Mittwoch, 24. März 2004

Nationalrat: Emissionszertifikate-Gesetz beschlossen

  • Glawischnig: Todesstoß für Klimaschutzpolitik - Sima: Nicht Katze im Sack kaufen

Das umstrittene Emissionszertifikate-Gesetz zur Reduktion des CO2-Ausstoßes ist Mittwoch Abend vom Nationalrat verabschiedet worden. Die Opposition verweigerte ihre Zustimmung. Nach Ansicht der Grünen Umweltsprecherin Eva Glawischnig wird durch das Gesetz keinerlei Reduktion vorgenommen, somit handle es sich um den "Todesstoß für die Klimaschutzpolitik".

Ihre SP-Kollegin Ulli Sima beklagte, dass der wesentlichste Teil des Gesetzes erst nachträglich durch eine Verordnung festgelegt wird. ÖVP und Freiheitliche verteidigten das Paket.

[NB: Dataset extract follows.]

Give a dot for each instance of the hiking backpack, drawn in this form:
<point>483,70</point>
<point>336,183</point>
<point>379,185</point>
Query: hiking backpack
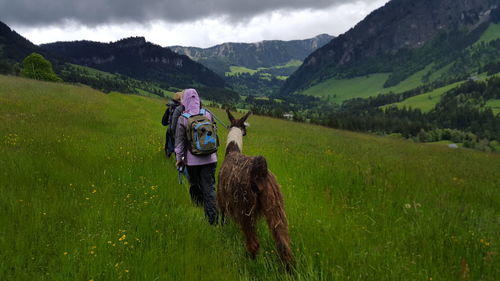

Grundsätzlich ist das EZG die Umsetzung einer EU-Richtlinie und regelt die Rahmenbedingungen für den Handel mit Ausstoßrechten von Treibhausgasen. Ab 2005 müssen die mehr als 200 in Österreich betroffenen Betriebe für jede Tonne CO2, die sie an die Atmosphäre abgeben, Berechtigungen ("Zertifikate") vorweisen. Kommt das Unternehmen mit den von der Regierung gratis zugeteilten Zertifikaten aus oder hat es sogar zu viel davon, kosten die Emissionen nichts bzw. kann es die überschüssigen Zertifikate - auch international - verkaufen. Hat der Betrieb zu wenig davon, muss er Zertifikate auf dem Markt zukaufen.

Die Zuteilung wird über den nationalen Allokationsplan festgelegt, der vom Umweltministerium am Mittwoch vorgelegt wurde, vom Wirtschaftsministerium und von betroffenen Unternehmen aber noch bekämpft wird. Hier hakte die Kritik Simas ein: "Man kann von uns nicht verlangen zuzustimmen, wenn es noch nicht einmal in der Regierung eine Einigung gibt". Nach Vorstellung der Koalition müsse die Opposition die Katze im Sack kaufen. Auch kritisierte die Umweltsprecherin, dass die Investitionen nur dort getätigt würden, wo CO2-Vermeidung am billigsten sei, also nicht in Österreich.

Diese Argumentation wollte VP-Umweltsprecher Karl-Heinz Kopf nicht gelten lassen. Emissionen seien kein nationales Problem und machten nicht vor den Staatsgrenzen halt. Kritik an der Neuregelung sei weder aus ökonomischen und schon gar nicht aus ökologischen Gründen nachvollziehbar. Neben den nationalen Maßnahmen werde der Emissionshandel helfen, die Einhaltung des Kyoto-Ziels zu erreichen.

Gleiches erwartet auch der freiheitliche Abgeordnete Klaus Wittauer. Er ist überzeugt, dass man den Erfolg des Gesetzes gemeinsam genießen könne, sobald es Wirkung zeige. Die Kritik des Wirtschaftsministeriums sowie seitens der Industrie bestätigt für ihn, dass sich der Umweltminister in den Verhandlungen durchgesetzt hat.

Dies sieht Glawischnig nicht so. Sie ärgerte sich darüber, dass der Industrie durch das Gesetz sogar noch Zuwächse gestanden würden. Für Glawischnig ist es undenkbar, dass auf diesem Weg das Kyoto-Ziel erreicht werden kann. Auch wirtschaftlich zahle sich diese Vorgangsweise nicht aus, da ein effektiver Klimaschutz ein Konjunkturmotor sein könnte.

Umweltminister Josef Pröll (V) verteidigte sein Gesetz, mit dem gänzlich neue Wege beschritten würden. Es werde die Grundlage geschaffen zu einem Handelssystem, wo man mit wirtschaftlichen Anreizen ökologische Wirkung erziele. Auch werde man künftig weiter vorrangig auf Aktionen im Inland setzen und nicht "heiße Luft" aus dem Ausland importieren.